Help¶

This option performs a limited form of Address Space Layout Randomization by offsetting some random value to a thread’s initial stack pointer upon creation. This hinders some types of security attacks by making the location of any given stack frame non-deterministic.

This feature can waste up to the specified size in bytes the stack region, which is carved out of the total size of the stack region. A reasonable minimum value would be around 100 bytes if this can be spared.

This is currently only implemented for systems whose stack pointers grow towards lower memory addresses.

Direct dependencies¶

!STACK_GROWS_UP && MULTITHREADING && (TEST_RANDOM_GENERATOR || ENTROPY_HAS_DRIVER)

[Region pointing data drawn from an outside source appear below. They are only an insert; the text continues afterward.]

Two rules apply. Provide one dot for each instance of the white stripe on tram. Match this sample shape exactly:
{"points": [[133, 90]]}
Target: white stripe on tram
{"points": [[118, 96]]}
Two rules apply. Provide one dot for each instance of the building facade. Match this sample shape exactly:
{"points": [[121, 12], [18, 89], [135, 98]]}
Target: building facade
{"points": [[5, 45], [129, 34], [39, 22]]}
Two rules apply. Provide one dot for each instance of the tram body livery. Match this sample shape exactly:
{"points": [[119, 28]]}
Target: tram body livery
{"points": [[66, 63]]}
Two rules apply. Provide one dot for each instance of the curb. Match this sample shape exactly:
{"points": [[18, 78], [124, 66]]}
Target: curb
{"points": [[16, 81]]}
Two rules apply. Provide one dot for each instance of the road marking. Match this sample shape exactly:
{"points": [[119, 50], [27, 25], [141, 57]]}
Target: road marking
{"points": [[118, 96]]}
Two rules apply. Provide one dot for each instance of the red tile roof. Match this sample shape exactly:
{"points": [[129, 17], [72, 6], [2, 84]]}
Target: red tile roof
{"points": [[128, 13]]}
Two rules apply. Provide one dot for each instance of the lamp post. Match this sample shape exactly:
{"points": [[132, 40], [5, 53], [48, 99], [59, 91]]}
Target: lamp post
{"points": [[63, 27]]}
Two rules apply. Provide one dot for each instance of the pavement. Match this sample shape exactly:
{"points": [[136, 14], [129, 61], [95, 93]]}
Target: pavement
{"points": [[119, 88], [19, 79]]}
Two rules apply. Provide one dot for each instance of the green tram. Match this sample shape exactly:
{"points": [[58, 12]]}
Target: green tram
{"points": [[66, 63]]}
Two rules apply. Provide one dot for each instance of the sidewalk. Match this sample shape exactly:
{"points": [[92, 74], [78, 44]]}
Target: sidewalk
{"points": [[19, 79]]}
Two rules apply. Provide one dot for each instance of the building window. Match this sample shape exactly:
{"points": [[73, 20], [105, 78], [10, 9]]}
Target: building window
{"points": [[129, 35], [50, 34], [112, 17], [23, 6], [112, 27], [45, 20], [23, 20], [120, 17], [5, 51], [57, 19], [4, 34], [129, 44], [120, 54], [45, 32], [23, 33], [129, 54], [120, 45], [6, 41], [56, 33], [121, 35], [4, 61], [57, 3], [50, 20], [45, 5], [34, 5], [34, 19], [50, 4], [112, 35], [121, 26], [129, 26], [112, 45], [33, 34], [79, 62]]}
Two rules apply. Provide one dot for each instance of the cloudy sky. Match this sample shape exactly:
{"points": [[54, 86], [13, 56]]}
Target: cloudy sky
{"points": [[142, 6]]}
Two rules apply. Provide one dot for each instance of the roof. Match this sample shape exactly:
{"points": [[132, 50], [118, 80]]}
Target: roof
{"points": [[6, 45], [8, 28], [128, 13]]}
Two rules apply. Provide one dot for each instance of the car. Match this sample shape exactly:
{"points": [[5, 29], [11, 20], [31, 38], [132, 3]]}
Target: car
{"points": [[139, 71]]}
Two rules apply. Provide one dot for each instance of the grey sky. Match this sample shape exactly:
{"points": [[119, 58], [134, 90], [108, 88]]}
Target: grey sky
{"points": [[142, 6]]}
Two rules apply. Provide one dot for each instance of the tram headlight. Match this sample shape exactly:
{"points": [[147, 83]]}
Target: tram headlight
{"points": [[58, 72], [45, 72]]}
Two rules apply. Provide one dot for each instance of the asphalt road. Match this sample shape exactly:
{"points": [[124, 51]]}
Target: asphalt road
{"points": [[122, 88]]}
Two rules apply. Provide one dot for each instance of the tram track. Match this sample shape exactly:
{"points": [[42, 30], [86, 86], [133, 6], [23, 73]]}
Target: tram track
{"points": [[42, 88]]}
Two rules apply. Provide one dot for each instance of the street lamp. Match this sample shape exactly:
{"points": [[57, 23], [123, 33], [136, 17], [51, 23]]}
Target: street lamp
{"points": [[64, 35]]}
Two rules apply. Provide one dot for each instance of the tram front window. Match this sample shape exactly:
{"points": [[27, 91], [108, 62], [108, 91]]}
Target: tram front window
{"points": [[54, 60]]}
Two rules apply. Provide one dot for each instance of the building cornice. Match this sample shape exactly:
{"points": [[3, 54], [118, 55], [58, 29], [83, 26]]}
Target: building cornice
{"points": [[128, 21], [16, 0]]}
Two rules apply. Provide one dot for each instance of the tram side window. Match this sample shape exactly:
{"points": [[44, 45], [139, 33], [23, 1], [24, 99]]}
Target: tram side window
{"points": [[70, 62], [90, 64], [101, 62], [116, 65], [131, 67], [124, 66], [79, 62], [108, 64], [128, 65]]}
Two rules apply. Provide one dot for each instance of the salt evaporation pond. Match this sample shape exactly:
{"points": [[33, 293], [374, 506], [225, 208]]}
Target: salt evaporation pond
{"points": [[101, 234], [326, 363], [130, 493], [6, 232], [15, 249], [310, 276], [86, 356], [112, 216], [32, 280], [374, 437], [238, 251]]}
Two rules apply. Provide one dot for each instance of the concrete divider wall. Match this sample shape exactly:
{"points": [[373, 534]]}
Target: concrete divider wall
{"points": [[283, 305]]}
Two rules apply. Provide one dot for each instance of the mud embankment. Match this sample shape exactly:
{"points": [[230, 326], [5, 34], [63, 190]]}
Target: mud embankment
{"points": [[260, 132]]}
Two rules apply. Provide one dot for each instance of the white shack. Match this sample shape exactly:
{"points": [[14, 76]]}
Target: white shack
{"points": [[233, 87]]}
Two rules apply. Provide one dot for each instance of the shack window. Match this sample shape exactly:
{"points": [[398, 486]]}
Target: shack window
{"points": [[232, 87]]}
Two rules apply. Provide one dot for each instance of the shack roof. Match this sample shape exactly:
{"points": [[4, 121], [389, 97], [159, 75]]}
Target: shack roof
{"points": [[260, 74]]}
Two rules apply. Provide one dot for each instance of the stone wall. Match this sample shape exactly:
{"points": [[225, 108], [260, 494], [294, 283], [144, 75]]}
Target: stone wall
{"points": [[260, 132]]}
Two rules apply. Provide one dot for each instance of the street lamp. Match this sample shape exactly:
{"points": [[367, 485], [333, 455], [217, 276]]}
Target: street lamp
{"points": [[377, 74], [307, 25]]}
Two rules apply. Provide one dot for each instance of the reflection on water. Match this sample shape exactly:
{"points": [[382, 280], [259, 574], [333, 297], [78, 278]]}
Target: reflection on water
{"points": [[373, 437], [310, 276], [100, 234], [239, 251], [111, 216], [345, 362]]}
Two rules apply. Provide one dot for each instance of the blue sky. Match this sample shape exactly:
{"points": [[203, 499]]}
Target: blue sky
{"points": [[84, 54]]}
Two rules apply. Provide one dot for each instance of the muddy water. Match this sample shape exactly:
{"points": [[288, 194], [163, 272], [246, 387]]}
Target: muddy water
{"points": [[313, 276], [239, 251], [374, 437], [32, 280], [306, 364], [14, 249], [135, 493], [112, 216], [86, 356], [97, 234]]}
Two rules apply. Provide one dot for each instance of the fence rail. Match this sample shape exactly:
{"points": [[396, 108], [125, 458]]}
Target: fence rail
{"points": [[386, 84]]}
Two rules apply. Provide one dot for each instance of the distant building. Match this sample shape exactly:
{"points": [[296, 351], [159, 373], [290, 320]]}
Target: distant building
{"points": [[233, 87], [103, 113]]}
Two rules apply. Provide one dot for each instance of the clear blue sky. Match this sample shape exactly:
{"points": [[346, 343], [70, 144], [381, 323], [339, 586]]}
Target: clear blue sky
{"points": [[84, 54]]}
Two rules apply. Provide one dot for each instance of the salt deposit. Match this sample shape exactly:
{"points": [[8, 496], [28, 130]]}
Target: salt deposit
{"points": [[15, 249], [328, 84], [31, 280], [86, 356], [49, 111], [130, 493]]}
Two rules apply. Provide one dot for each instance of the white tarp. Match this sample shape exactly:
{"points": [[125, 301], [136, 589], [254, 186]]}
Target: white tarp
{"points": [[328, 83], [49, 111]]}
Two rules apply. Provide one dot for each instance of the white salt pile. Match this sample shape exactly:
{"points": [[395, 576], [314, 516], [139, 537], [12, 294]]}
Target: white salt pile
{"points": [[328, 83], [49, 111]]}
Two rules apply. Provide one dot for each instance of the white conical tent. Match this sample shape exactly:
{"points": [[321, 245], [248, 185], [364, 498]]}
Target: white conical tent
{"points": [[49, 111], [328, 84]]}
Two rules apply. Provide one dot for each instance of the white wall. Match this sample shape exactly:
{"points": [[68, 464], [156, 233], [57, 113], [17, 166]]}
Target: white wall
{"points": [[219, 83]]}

(Includes any dependencies from ifs and menus.)

Default¶

0

Kconfig definition¶

At <Zephyr>/kernel/Kconfig:698

Included via <Zephyr>/Kconfig:8 → <Zephyr>/Kconfig.zephyr:30

Menu path: (Top) → General Kernel Options → Security Options

config STACK_POINTER_RANDOM
    int "Initial stack pointer randomization bounds"
    default 0
    depends on !STACK_GROWS_UP && MULTITHREADING && (TEST_RANDOM_GENERATOR || ENTROPY_HAS_DRIVER)
    help
      This option performs a limited form of Address Space Layout
      Randomization by offsetting some random value to a thread's
      initial stack pointer upon creation. This hinders some types of
      security attacks by making the location of any given stack frame
      non-deterministic.

      This feature can waste up to the specified size in bytes the stack
      region, which is carved out of the total size of the stack region.
      A reasonable minimum value would be around 100 bytes if this can
      be spared.

      This is currently only implemented for systems whose stack pointers
      grow towards lower memory addresses.

(The ‘depends on’ condition includes propagated dependencies from ifs and menus.)